Over the week we ate at all three of the hotel restaurants and even from PEETS ™ who has a decent selection of sandwiches but terrible coffee. Bad coffee was the running joke for the week, we even tried using Uber Eats to get some better stuff delivered and it was no use.
I think its funny when you’re talking to someone local— they tell you maybe you don’t like the coffee because “west coast coffee is different than east coast coffee” as if I’d never been to the west coast before.
I don’t think this was rocket science, we were in an area with nothing but the convention center around it. If you came and stayed at my house for a week with no car you have a market and a pizza place about 10 mins away and neither place has decent coffee.
But back to the trip— we continued to work in the lobby, food at the sushi bar nearby was weak, and I think our best meal came from an Uber delivery from a deli about 40 minutes away.
Saturday other comic collectors started to arrive and there was even some really major trading going on in the lobby— I saw some $10-$20k books being bandied about.

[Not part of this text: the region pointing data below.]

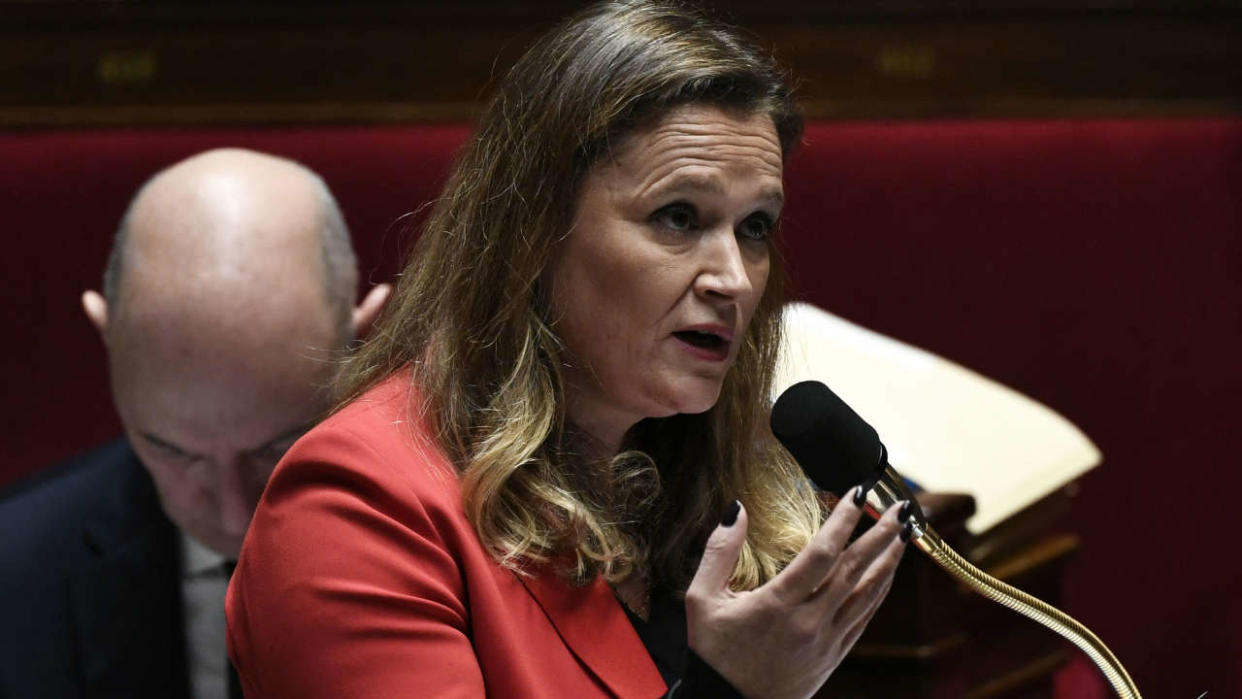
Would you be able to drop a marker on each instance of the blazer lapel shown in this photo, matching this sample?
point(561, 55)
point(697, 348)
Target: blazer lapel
point(127, 605)
point(595, 628)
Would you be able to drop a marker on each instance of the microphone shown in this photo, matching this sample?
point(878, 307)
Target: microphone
point(837, 450)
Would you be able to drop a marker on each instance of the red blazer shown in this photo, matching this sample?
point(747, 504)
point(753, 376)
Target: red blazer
point(362, 577)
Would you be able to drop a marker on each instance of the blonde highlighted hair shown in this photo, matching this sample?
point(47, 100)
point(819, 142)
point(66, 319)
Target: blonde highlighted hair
point(471, 317)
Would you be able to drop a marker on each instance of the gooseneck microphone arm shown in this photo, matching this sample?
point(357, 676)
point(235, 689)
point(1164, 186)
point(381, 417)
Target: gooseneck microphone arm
point(838, 450)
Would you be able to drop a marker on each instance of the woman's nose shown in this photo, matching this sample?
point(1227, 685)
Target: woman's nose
point(724, 272)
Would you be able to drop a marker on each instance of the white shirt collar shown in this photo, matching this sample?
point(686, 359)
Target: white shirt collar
point(198, 559)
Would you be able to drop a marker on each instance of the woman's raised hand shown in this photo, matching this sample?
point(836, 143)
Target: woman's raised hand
point(784, 638)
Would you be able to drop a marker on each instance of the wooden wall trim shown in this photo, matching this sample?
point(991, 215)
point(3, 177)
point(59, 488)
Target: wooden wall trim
point(95, 63)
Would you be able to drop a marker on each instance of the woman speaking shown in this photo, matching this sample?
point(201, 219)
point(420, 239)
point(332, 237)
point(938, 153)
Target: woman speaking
point(550, 474)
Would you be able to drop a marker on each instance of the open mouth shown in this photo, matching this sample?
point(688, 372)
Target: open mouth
point(704, 340)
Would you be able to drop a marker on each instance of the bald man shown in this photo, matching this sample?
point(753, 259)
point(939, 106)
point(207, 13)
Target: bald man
point(227, 298)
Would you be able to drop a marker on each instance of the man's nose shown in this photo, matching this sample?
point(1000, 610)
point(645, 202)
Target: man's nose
point(235, 503)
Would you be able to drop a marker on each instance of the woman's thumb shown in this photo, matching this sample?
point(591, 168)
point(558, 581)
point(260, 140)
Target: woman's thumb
point(722, 551)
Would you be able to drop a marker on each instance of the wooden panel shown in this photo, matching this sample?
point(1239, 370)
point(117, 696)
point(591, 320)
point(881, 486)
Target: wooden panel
point(63, 63)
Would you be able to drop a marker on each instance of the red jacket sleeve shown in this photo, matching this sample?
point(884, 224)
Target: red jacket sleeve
point(348, 585)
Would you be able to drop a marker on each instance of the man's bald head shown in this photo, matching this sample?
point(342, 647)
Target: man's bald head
point(217, 212)
point(227, 296)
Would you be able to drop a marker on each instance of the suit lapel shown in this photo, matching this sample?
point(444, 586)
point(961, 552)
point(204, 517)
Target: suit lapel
point(595, 628)
point(127, 601)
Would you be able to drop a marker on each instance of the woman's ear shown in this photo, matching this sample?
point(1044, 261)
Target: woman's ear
point(369, 309)
point(96, 309)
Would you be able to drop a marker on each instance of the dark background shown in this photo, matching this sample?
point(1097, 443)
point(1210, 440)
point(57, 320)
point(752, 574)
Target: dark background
point(1132, 329)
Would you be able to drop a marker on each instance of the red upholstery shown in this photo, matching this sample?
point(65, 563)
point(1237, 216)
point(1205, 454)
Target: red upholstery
point(1093, 265)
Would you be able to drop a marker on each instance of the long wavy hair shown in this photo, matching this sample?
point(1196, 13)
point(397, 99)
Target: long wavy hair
point(471, 318)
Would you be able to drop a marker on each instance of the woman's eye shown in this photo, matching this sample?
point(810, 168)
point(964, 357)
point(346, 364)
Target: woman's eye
point(756, 226)
point(676, 216)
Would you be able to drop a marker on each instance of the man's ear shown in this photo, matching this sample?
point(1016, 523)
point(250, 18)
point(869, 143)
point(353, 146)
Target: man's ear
point(369, 309)
point(96, 309)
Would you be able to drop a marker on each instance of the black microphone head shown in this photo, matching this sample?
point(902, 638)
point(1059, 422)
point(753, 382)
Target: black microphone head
point(836, 448)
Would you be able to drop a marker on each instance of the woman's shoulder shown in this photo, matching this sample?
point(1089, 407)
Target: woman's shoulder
point(379, 438)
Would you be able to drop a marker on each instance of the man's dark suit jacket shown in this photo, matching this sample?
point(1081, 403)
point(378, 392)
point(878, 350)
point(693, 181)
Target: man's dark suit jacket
point(90, 584)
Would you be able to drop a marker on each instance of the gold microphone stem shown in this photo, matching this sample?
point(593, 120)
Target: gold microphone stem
point(889, 488)
point(1037, 610)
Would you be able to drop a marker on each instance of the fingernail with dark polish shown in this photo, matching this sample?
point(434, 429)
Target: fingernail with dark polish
point(861, 496)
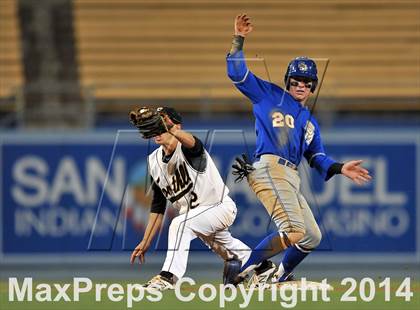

Sunday was the day of the show— we had to get a big pile of boxes that had been FedEx’d in to the convention center so we were up early to setup our booth. The show itself was small by today’s convention standards but bigger than I had expected. This was a pure comic book show— no Pop figures, no cosplayers, no toys or collectibles, just comics.
I managed to pickup at BATMAN #2 and a BATMAN #6 both from the early 1940s as well as a good pile of other assorted 1940s books.
The boys did well and it was a successful show overall.